| HN Mirror

Y	Hacker News new \| ask \| show \| jobs

by limpon 4612 days ago

I'll try to give you a description of what transcription factors do and what the importance of Stamatoyannopoulos finding is. I hope it doesn't sound too weird.

Just noticed, how long my "brief" description is, so here is a TL;DR: Comparing cells to computer programs: A program figures out by itself which functions to call based on the byte sequence of the function in memory and changes these preferences based on the environment its running in.

As you know, the DNA in our cells encodes the blueprint for all proteins that exist in the human body. I'm trying to compare this to string encoding, but might be completely wrong, because string encoding is more difficult to me than DNA encoding ;) The DNA is our hard drive. This hard drive holds the information for all proteins. A protein will be a string. Our alphabet is made out of 21 characters, they are called amino acids. Each character (amino acid) is encoded as a 3bit sequence on the DNA, the so called codon. Opposite to the binary system, we have a base4 system, meaning each bit can have 4 different states (A,T,C,G), the nucleic acids. So, given a byte sequence from the hard drive (gene on the DNA), we always look at codons (three bits) and can then translate those codons into amino acids. ATG translates to Methionine, GGA translates to Glycine etc.... Having 4^3 (64) different codons but only 21 amino acids, some amino acids can be represented by several different codons. On top of that, some codons have a special meaning, such as "\n". Those special codons are called "stop codon", because it marks the end of a protein and the program stops decoding from this point on. In addition, there is also a "start codon" that marks the begin of a string.

When a cell wants to make a certain protein, it copies the byte-sequence from the DNA and translates it into the actual amino acid sequence and as such forms proteins (prints a string in our example).

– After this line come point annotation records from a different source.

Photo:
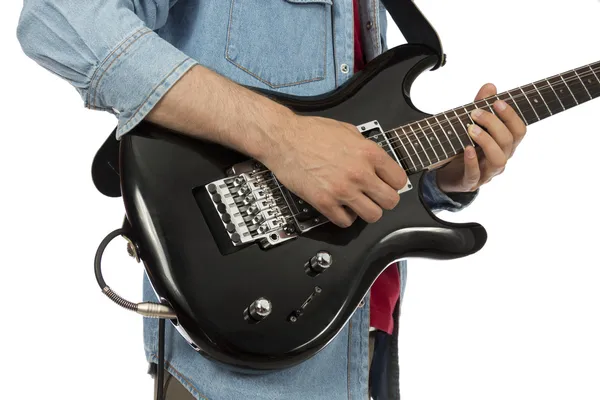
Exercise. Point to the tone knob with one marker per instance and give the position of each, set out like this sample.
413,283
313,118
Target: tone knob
260,309
321,261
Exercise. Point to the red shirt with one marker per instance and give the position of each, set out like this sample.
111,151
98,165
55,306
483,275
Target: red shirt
385,292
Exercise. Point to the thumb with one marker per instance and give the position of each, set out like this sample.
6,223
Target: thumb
486,91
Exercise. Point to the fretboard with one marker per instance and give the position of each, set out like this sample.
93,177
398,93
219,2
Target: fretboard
431,141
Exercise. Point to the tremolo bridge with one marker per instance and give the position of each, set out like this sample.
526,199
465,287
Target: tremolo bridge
255,207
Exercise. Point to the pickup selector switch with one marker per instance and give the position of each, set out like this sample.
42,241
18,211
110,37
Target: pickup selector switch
319,263
259,309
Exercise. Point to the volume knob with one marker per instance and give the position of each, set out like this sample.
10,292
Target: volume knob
321,261
260,309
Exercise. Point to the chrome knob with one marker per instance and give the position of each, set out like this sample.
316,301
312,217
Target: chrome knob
321,261
260,309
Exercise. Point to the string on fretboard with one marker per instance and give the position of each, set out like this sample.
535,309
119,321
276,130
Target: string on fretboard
419,145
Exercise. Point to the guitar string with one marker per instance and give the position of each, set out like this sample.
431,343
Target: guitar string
465,134
595,72
507,100
405,142
439,145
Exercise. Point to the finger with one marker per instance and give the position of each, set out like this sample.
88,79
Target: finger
339,215
381,193
496,128
472,173
390,172
487,172
365,208
513,122
487,90
494,155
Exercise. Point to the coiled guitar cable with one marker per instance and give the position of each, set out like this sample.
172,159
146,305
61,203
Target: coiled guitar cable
147,309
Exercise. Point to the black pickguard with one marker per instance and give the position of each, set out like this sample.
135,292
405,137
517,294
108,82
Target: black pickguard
209,282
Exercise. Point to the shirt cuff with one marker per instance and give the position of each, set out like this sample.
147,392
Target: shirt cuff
135,76
437,200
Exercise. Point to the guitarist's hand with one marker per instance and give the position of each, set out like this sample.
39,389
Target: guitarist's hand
498,138
334,168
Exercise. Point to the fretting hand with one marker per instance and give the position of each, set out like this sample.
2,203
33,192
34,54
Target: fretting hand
497,136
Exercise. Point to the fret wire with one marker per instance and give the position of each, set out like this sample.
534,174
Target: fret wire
518,108
556,94
402,143
454,130
550,86
563,79
542,97
527,98
410,141
591,69
491,108
420,144
440,143
445,134
391,148
435,134
428,141
464,127
583,84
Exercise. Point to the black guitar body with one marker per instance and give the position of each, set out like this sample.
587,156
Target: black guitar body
210,283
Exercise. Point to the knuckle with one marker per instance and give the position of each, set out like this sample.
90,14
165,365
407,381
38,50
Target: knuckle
339,189
374,215
344,222
499,163
357,175
392,201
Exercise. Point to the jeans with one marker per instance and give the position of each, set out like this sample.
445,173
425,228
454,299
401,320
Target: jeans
174,390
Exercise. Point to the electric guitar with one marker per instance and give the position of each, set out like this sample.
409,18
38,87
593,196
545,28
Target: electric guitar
257,278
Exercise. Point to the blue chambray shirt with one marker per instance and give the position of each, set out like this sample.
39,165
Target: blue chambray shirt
122,56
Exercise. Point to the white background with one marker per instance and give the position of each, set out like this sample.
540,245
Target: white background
519,320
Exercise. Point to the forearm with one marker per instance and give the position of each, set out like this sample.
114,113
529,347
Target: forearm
206,105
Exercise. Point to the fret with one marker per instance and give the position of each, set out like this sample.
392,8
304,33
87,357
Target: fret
512,102
451,137
537,102
405,156
435,140
457,133
563,92
415,146
590,79
428,145
490,108
582,83
427,142
384,143
576,87
465,120
550,97
529,114
526,97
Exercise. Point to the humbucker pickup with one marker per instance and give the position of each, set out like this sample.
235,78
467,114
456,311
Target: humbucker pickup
254,206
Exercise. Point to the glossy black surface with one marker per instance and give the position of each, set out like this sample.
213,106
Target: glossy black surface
210,288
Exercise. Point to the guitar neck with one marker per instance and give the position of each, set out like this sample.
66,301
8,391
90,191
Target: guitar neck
432,141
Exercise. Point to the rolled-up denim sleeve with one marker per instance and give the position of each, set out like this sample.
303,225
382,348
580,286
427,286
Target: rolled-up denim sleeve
107,49
437,200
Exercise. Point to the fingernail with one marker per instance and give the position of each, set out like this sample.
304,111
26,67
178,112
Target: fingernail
470,152
477,113
475,130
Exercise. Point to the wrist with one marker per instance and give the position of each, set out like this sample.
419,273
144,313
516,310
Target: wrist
269,139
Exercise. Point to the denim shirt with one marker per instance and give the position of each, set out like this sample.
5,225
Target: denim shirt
122,56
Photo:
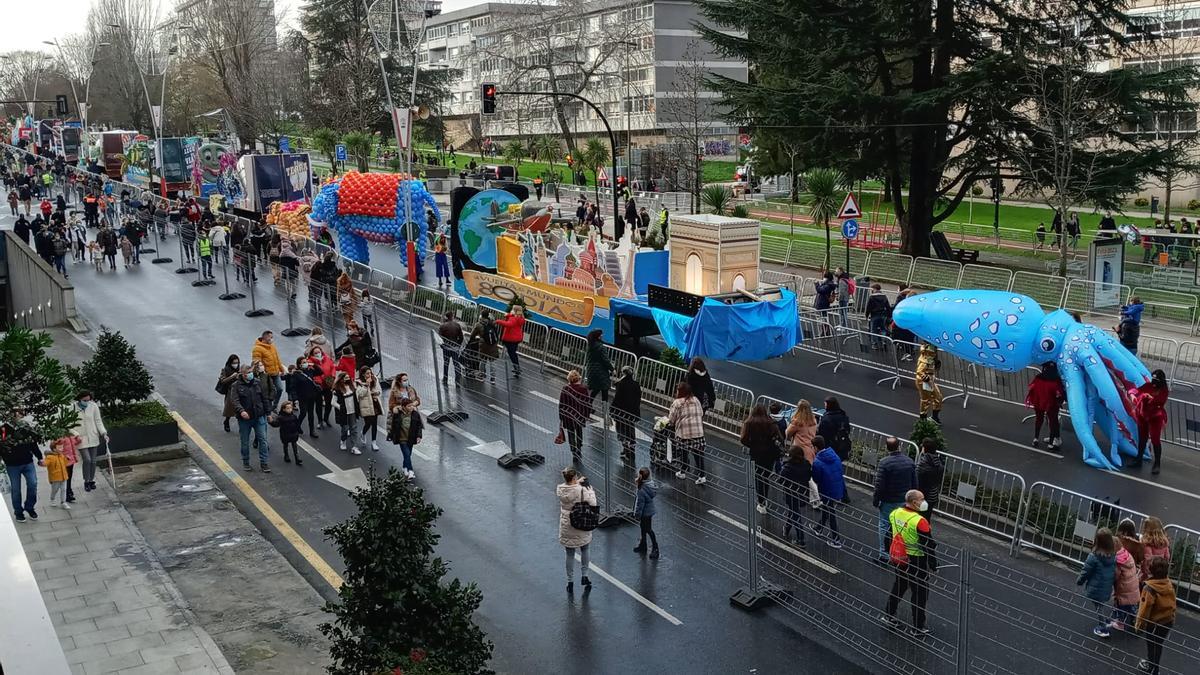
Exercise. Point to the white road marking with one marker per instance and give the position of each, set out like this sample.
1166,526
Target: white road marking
633,593
1014,443
521,419
777,543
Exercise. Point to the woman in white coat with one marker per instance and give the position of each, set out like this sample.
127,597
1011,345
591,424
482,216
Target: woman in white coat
90,429
571,490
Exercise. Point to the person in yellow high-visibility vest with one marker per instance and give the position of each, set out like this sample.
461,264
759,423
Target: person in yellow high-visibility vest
912,555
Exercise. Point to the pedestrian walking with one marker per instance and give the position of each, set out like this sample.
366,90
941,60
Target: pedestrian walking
252,407
701,383
687,416
18,460
894,477
1156,614
599,366
645,508
1045,396
928,365
763,442
796,481
1098,577
451,334
405,429
370,395
573,490
1150,413
930,475
347,412
574,412
513,334
802,429
912,553
90,430
831,481
627,412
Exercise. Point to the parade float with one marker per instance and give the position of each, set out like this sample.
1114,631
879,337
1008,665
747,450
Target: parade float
700,291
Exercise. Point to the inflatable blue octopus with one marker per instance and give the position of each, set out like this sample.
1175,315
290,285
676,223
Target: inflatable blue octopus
1011,332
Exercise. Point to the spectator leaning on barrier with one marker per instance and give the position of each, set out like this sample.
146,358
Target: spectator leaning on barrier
894,477
912,553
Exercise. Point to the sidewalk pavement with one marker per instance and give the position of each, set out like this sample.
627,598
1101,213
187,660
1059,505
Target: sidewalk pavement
114,608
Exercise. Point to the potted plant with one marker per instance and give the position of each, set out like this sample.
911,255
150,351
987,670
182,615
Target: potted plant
123,386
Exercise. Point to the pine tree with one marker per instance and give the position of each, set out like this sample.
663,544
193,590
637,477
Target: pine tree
394,602
114,375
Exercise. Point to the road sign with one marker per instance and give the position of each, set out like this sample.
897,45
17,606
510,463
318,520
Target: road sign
850,207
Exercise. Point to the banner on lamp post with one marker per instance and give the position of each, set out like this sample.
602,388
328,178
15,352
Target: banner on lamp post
401,120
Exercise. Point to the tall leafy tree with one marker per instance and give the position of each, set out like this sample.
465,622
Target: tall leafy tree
921,93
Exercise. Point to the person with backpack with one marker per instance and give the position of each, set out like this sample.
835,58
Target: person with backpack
835,425
575,525
912,554
895,476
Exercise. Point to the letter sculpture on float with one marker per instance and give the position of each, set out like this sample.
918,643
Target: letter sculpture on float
1011,332
370,207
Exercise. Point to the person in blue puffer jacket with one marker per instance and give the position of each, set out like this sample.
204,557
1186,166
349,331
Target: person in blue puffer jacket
831,479
645,507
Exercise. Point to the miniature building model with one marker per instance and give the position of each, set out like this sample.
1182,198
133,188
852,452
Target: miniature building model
712,254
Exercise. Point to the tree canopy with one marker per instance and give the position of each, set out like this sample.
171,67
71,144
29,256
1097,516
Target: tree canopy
933,96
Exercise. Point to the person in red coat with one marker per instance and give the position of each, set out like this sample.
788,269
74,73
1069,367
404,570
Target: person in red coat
1150,412
1045,396
513,334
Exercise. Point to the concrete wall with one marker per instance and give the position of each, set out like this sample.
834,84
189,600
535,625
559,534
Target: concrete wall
39,297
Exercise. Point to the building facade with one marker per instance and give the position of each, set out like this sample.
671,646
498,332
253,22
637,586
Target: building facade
635,60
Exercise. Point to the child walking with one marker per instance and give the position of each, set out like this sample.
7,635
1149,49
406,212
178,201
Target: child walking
288,424
645,508
1098,577
57,471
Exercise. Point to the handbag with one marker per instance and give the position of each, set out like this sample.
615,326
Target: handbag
583,515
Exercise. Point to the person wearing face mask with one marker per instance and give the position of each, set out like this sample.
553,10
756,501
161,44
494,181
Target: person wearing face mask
90,429
225,382
912,554
252,406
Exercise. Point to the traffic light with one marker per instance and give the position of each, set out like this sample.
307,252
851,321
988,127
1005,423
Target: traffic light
489,97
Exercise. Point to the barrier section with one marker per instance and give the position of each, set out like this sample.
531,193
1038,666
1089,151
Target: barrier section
984,276
1047,290
774,249
894,268
933,273
981,495
1063,523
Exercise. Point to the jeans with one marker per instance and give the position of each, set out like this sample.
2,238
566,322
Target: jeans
570,561
29,473
886,509
258,425
88,457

The problem we're now facing is that every cell in your body (with a few exceptions, of course) has the exact same DNA sequence. But still, nature is able to somehow make different celltypes, such as a skin cell, blood cell, neuron, you get the point. The way how cells "know" which proteins to make is that the hard drive doesn't only hold encoded strings but also some byte sequences in between that don't encode any strings. These sequences are called regulatory sequences. These sequences attract so called transcription factors. Transcription factors are proteins that you could understand as a pointer. They will point to some genes, but not to others and thus instruct the cell which byte sequences should be translated into strings.

These regulatory sequences can not only attract transcription factors, but also suppressive factors. Those are proteins that prevent transcription factors from binding and thus ensure that certain proteins are not made.

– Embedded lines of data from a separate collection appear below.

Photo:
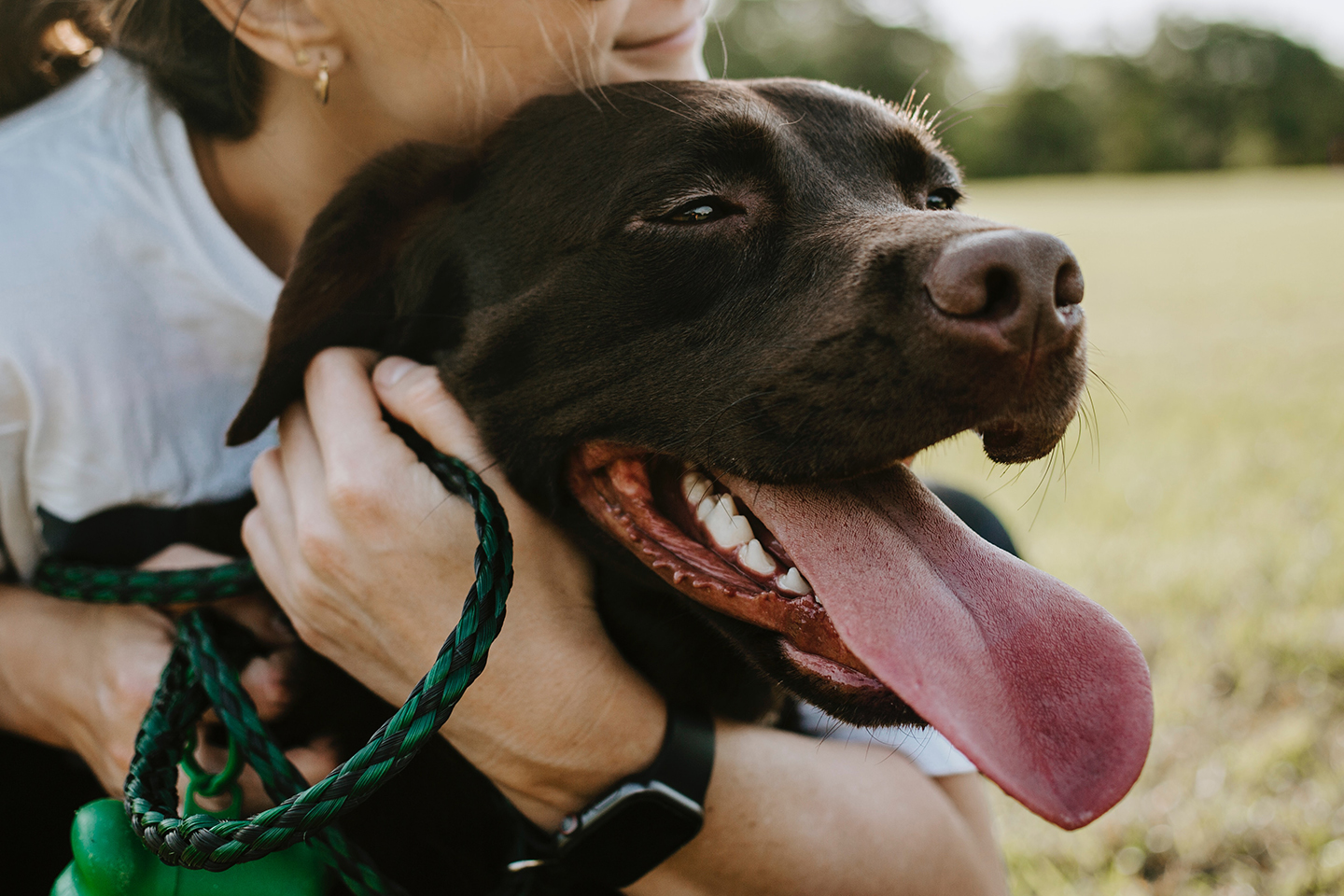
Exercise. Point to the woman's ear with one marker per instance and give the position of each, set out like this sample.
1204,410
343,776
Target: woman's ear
345,287
292,35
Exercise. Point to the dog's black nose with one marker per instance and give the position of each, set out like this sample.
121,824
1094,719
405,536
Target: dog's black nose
1016,285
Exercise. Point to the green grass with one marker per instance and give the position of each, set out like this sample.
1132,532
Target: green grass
1206,510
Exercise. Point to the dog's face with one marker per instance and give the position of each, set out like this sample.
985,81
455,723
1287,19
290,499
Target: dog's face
703,324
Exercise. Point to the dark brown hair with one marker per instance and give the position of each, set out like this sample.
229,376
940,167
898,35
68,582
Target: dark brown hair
191,60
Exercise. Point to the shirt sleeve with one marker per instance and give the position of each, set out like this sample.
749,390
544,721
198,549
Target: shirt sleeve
18,536
929,751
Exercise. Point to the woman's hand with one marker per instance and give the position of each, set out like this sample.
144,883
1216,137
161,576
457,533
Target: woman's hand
371,559
82,676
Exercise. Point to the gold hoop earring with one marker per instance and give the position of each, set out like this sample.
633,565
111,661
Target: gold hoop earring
323,83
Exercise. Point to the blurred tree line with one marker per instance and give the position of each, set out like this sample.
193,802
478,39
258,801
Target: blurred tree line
1202,95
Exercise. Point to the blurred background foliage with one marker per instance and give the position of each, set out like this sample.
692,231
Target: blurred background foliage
1202,95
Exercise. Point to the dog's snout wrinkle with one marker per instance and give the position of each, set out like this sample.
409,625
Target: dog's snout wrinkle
1015,287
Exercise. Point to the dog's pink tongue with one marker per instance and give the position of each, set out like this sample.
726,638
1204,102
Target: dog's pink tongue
1036,684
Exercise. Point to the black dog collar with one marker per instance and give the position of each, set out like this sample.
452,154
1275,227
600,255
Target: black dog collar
644,819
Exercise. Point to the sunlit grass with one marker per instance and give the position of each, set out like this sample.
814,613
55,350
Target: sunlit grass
1207,512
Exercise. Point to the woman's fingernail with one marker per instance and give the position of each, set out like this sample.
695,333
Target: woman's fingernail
393,370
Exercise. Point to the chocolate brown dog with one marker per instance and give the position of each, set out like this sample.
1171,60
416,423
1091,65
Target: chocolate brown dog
700,324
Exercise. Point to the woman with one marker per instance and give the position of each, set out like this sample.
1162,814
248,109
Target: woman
151,235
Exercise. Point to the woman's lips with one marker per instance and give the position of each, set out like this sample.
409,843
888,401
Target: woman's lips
672,42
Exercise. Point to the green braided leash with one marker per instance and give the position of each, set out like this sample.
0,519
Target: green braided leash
196,678
113,584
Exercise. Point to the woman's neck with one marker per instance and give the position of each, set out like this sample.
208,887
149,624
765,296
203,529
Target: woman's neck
272,184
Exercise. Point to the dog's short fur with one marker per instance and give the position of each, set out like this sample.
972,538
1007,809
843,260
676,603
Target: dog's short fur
573,297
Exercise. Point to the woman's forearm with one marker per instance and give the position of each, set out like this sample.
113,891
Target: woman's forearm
788,814
27,618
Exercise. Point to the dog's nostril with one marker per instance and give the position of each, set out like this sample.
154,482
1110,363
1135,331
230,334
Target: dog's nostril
1001,293
1069,285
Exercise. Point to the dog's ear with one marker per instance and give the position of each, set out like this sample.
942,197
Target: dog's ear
343,287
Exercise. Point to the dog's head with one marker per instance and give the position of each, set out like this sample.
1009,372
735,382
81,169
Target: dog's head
708,320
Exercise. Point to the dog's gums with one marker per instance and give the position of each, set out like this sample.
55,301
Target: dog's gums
703,544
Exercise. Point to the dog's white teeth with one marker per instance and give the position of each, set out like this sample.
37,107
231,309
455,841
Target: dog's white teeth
727,531
695,486
754,559
793,583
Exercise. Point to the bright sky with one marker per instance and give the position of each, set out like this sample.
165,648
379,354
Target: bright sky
984,31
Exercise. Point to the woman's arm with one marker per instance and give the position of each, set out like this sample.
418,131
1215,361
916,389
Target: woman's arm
370,558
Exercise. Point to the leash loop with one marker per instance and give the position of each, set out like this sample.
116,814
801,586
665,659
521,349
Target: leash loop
198,678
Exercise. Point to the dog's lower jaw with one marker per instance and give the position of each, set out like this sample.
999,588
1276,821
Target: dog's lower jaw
787,637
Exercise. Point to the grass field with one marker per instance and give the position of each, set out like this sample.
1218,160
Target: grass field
1206,511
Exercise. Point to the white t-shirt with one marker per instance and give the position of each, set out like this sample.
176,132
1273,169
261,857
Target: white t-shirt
132,317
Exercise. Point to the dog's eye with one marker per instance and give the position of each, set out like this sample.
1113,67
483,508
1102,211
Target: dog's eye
943,199
699,211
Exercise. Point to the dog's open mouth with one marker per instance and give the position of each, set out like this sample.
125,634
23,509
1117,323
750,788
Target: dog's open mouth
873,584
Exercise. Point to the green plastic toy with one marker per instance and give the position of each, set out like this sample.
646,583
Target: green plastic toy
110,860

There are hundreds of different transcription factors and repressors encoded on the DNA, but only a handful exist as protein in each given cell and they define the difference between celltypes. They come and go as the cell's environment changes as well.

So, going back to our string analogy, say you have saved thousands of strings on your harddrive but only want to show a subset of those to the user (eg language selection). You start your program by passing some information about which strings to choose. The same happens here as well, only that the information which strings to chose is somehow intrinsic but still different between celltypes. And on top of that you not only have distinct languages, but the languages overlap and language A uses string 1,2,3; language B uses string 2,5,6; and language C uses string 1,2,6 etc. Because of this complexity it is very difficult to understand how the cell "knows" which proteins are right.

Stamatoyannopoulos now for the first time proved that even though two different codons encode the same amino acids they might attract different transcription factors.

To get an understanding of the importance of this finding, imagine having a character encoding, such as DNA, where two different byte sequences encode the exact same string. Now imagine having a program that automatically chooses which strings to display based on which byte sequences encode certain characters.

And now, image that the DNA doesn't only encode strings, but also functions and closures, pointers, variables etc. So each time a part of the DNA is translated, the state of the program changes. Nature is vey complex and we're just at the beginning of understanding the code.

We have methods where we can out-comment some part of the DNA and see how the program changes (mutations). In addition, we recently learned how to see which part of the DNA is being used in certain cells. And in this paper, they refined this method by actually looking at all pointers in a cell and figuring out which part of the DNA they pointed at. And they did this for 81 different cell types to find networks that act together in certain settings.